そうそう、和田君って案外ジェントルマンなんだよね・・・どっかの俺様な乱暴者とは大違い。
「俺がおごりたかったのに・・・何で、北島さん逆に俺の分まで出すんですか・・・。」
恨めしそうに、和田君が私を見た。
図書館からわりと近いカフェに入って。
丁度ケーキも食べたかったので。
確か和田君も甘いものが好きだったと思い出し、さっさと勝手にケーキとコーヒー2人分を買ったのだった。

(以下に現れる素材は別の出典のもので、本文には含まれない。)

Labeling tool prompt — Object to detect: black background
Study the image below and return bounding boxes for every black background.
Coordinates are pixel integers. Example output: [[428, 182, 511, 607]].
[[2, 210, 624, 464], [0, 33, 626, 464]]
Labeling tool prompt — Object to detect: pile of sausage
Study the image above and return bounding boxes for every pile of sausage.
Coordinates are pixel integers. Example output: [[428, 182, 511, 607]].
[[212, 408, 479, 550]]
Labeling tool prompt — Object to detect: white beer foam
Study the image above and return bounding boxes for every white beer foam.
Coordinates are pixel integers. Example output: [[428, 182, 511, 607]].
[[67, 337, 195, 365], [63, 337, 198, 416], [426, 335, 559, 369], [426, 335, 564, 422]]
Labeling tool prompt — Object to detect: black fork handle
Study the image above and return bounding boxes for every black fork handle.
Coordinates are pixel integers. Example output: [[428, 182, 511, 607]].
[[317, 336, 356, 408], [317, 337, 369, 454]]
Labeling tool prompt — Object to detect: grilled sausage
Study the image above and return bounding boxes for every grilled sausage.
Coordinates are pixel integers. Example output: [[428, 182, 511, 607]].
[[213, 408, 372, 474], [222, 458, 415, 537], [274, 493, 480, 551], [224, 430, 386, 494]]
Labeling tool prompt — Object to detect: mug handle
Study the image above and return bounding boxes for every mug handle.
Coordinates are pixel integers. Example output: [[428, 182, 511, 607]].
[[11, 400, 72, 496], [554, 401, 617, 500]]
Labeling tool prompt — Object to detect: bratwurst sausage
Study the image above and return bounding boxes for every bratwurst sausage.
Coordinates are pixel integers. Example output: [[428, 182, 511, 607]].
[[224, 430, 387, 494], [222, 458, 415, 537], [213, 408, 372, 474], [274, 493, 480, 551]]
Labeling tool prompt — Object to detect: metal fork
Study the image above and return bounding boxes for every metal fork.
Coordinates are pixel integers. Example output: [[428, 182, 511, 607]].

「だって、私先輩だし。それに、バイト代結構もらってるから・・・私に悪い、って思うなら、今度は後輩におごってあげて?こういうのは順番だよ。」
そう言いながら、早速ケーキを口に入れた。
脳細胞に染みわたり、疲れがとれるようだ。
「はあ・・・その格好よさあいかわらずですねぇ・・・それに、あはは・・・北島さん、旨そうな顔しすぎ。って、バイト代って・・・そんなに、山岸教授からもらってるんですか?まあ、小間使いみたいに、教授に北村さんつかわれてますもんね・・・。」
「ああ、ジローの雑用は別にバイトじゃないわよ。単なる愛情の奉仕?うわ、自分で言ってちょっとキモいけど・・・ほら、あのとおりガサツだから、放っておけないでしょ?・・・じゃなくて、翻訳の方・・・結構数があっていいお金になるのよ。」
「って、結局ノロケかぁ。でも、北島さんの実力なら、翻訳も、そうですよね。」
「あはは・・・実力なんて、そんな大したもんないよ。」
「何言ってるんですか。北島さんの訳って、なんていうか・・・独特で、雰囲気があって・・・センスあると思うんですけど・・・上手く言えないですけど・・・行間の間に良い間があるっていうか・・・あれ、何言っているか、わかんなくなっちゃいました。あれっ?・・・えーと・・・・。」
「あはは・・・和田君、大丈夫、大丈夫。ありがと、ほめてくれる気持ちは充分伝わったから。お世辞でも嬉しいよ。」
「お世辞じゃないです!!俺、本当に、ほめています!!それに・・・北島さん、本当は、外見ですごく損していると思うんです!・・・・って。あ、いや、凄く綺麗ですから、いや、それは、凄くいいんですよっ!?・・・じゃなくて、外見だけで北島さんの中身の良さを見ようともしないで、群がってくる奴らがいるから、俺、腹が立って・・・それに、それに嫉妬する女子らも勝手に北島さんのこと誤解して・・・酷い事いいやがって・・・。」
私の事なのに、熱く語る和田君に驚いた。